Last Word Opinions

Centralized Protection and Control – Yes or No?

This is the question that many people in our industry are asking today. And as usual, the answer starts with “It Depends!”

What does it depend on? As can be seen from the articles in the magazine, there are many different ways of implementing a centralized protection, automation and control system.

If we think about the architecture, some people will prefer a system that will have only pure process interface devices providing streams of current and voltage sampled values, digitized data or information for non-electrical system parameters (such as temperature, vibration or pressure) and binary signals for switchgear status and control. All protection, automation, control, monitoring and recording functions are implemented in a central substation computer.

This is to me the closest to the vision of the separation between hardware and software – a continuously growing trend in our industry. This is also very close to what is happening in the world around us – you buy a smart phone using an Android operating system and then you install on it all the applications that you need to manage your everyday life.
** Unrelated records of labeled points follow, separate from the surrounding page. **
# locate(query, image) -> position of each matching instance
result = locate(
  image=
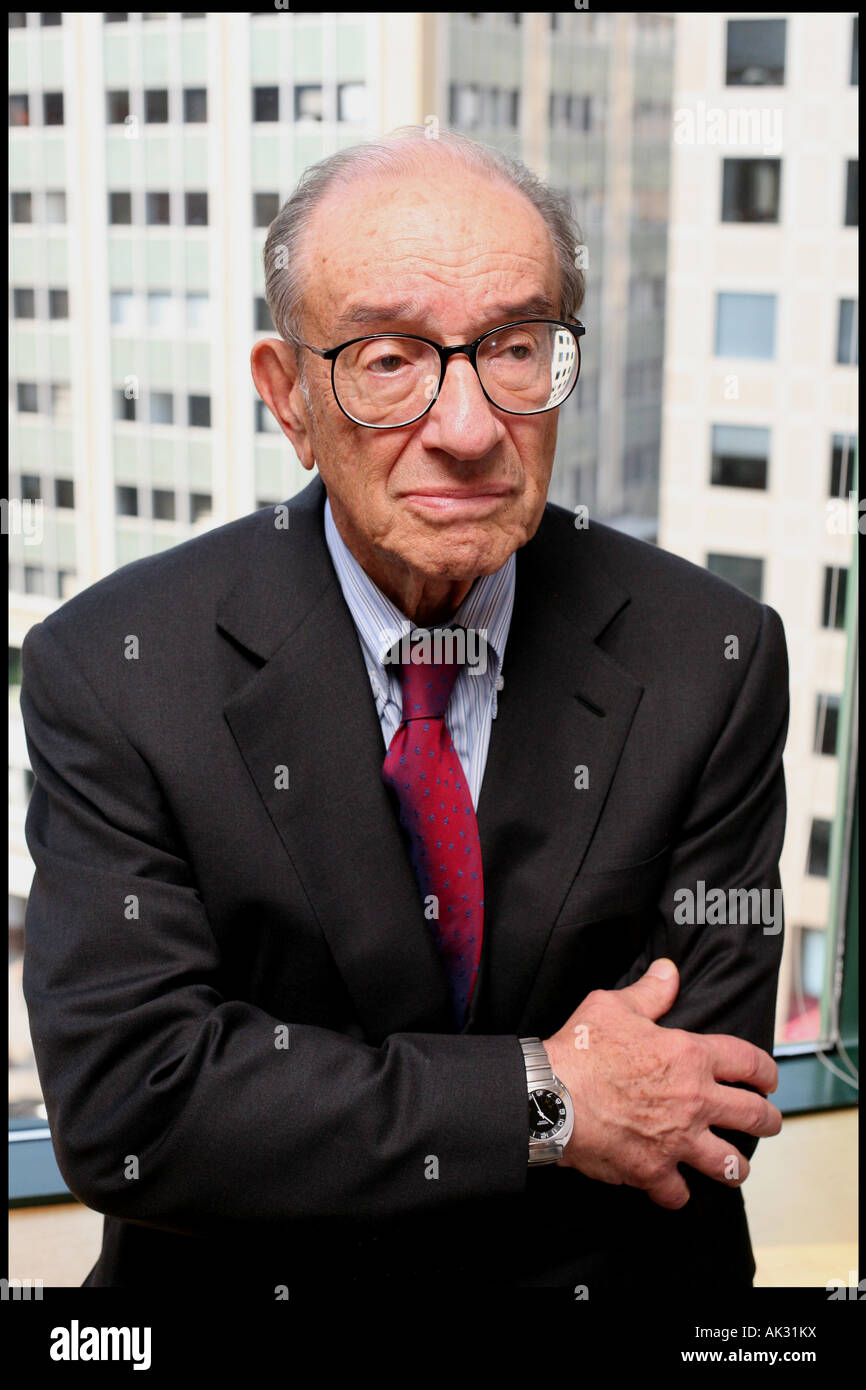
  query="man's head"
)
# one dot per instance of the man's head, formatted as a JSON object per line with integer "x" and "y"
{"x": 466, "y": 241}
In our case we should have a substation hardened cyber secured computer platform running a standardized real-time operating system that comes with an applications development environment. Anyone should be able to create applications based on the real-time data coming from the different process interface devices in the substation that can be purchased and integrated in a centralized protection and control system.
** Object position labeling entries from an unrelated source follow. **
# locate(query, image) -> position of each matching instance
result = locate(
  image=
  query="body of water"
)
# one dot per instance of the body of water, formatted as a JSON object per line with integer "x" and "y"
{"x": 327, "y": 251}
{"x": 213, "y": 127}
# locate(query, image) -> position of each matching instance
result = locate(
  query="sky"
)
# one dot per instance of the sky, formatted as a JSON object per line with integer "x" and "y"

I think it is clear that for this to work, we will need to have some trusted certification authority to ensure that the applications not only meet the functional and performance requirements, but also interoperate with other vendor’s application running in parallel as part of the centralized protection, automation and control system.

As mentioned, there are many other possible architectures with various functional allocations between the process interface devices and the central computer, but we will leave this discussion for a future issue of PAC World.